Figure 2: Methane Combustion Reaction Rate in ANSYS Fluent CFD – Peak reaction rate of 0.50 kg/mol/(m³·s) in flame zone of BERL combustor, predicted using Species Transport with Finite Rate/Eddy Dissipation model.

This swirl-induced mixing is so effective that it creates an ideal environment for combustion. The reaction rate contour in Figure 2 shows that the chemical reaction happens almost instantly in a compact, ring-shaped flame. The reaction rate peaks at an intense 0.50 kg/mol/(m³·s) precisely in this high-mixing region. The success of this process is proven by the methane mass fraction contour in Figure 3. The fuel (CH4, shown in blue) enters with a mass fraction of 0.95 and is almost completely consumed within the first third of the combustor. The fact that there is no visible methane downstream confirms that the design achieves very high combustion efficiency.

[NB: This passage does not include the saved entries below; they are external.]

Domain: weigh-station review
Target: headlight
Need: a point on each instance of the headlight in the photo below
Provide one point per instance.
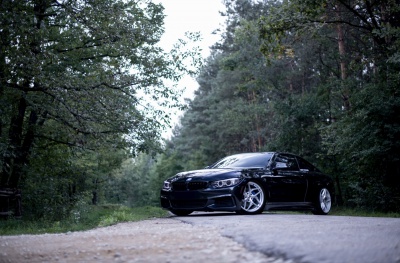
(225, 183)
(167, 186)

The direct result of this fast and complete reaction is a massive release of energy, which we see in the temperature contour in Figure 6. The temperature skyrockets to a peak of 2108.67 K (1835°C) right in the flame zone. This extreme heat is what drives the power cycle in an engine or power plant.

Figure 3: Methane Mass Fraction Distribution in BERL Combustor Fluent CFD – CH4 drops from 0.95 at fuel inlet to near zero downstream, showing complete combustion predicted by Species Transport model.

Figure 4: Velocity Distribution in BERL Combustor CFD using ANSYS Fluent – Peak velocity of 72.36 m/s at inlets, with recirculation zone (0-13 m/s) stabilizing flame in axisymmetric combustor simulation.

Figure 5: Swirl Velocity in BERL Combustor ANSYS Fluent CFD – Peak tangential velocity of 27 m/s at air inlet creates strong rotational flow for enhanced fuel-air mixing in combustor simulation.

Figure 6: Temperature Distribution in BERL Combustor CFD using ANSYS Fluent – Peak flame temperature of 2108.67 K in reaction zone, with P1 radiation model capturing heat transfer throughout combustor domain.

The most important achievement of this simulation is the clear, visual confirmation that the swirl design works exactly as intended. For a combustor designer or manufacturer, this data is invaluable.

1. Performance Validation: It proves that the chosen swirl number is correct for creating a stable and efficient flame.
2. Material and Durability: The temperature contour is not just a result; it is a design requirement. This data is given directly to mechanical engineers to ensure they select materials for the combustor walls that can withstand these high temperatures and to design effective cooling systems. This CFD analysis prevents costly failures by predicting the thermal loads before any metal is cut.